The Shortest Day, written for a theatrical production by the Christmas Revels based at Harvard University’s annual celebration and performed in nine cities across America, may be a children’s picture book but its message of hope and peace is for everyone. Cooper explains at the end of the book how “this celebration of the light (is) a symbol of continuing life” across all religious observances from Christmas to Chanukah and many other faiths.

She ends the poem with…

“This shortest day

As promise wakens in the sleeping land.

They carol, feast, give thanks,

And dearly love their friends, and hope for peace.

And so do we, here, now,

This year, and every year.

Welcome Yule!    

The Fountains of Silence

In The Fountains of Silence, Ruta Sepetys unpeals the layers of horror inside Francisco Franco’s Spain.  His dictatorship lasted over 30 years, while Europe turned a blind eye and the United States made deals to profit itself, often at the expense of Spain’s poorer citizens.  Within the context of a Spanish family still suffering the consequences of the 1930’s Civil War in 1950, and a young American blissfully ignorant in his bubble of wealth and privilege, Sepetys writes a story with sound historical notes.

Photography and romance wield strong influences on the young hero, eighteen year old Daniel Matheson, when he returns to Madrid to visit his mother’s homeland with his Texas oil baron father.  The newly constructed Hilton creates a backdrop for privileged American businessmen and their families, while the underbelly of the building keeps the secrets of the impoverished locals who serve as maids and bellboys.  Daniel falls for Ana, the hotel maid assigned to his family, and through her discovers the hidden world of Franco’s Spain.

Sepetys periodically inserts letters and speeches with quotes from real sources, providing a provocative perspective on how the American government and capitalist leaders forgave fascism to do business with Franco’s regime.

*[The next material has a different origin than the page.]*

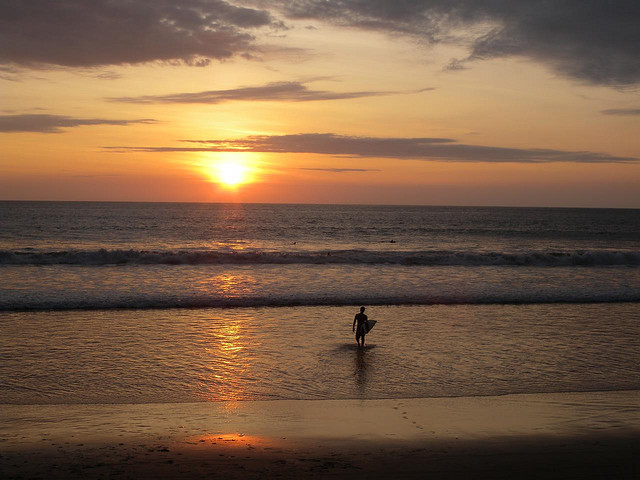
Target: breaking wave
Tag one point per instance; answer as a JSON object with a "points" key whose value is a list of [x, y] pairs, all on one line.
{"points": [[196, 301], [344, 257]]}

The well researched details brought Franco’s Spain and its people to life, while reflecting greed, political corruption, and the determination to overcome them.

At the heart of the story is an ongoing mystery. Babies are separated from their parents at birth and redistributed as orphans to be adopted by more “desirable” families.  Daniel becomes inadvertently involved in the intrigue and tries to use his photojournalism to stem the corruption before he returns to Texas, but without success.

The ending jumps to twenty years later, with Franco dead and  Daniel returning to Spain with his younger sister.  The finale is both romantic and nostalgic, with hopes for a promising future for both the characters and the country finally resurrected from years of oppression.

This was a time and place I knew little about, and I found it an easy way to learn history, while enjoying a love story with a happy ending.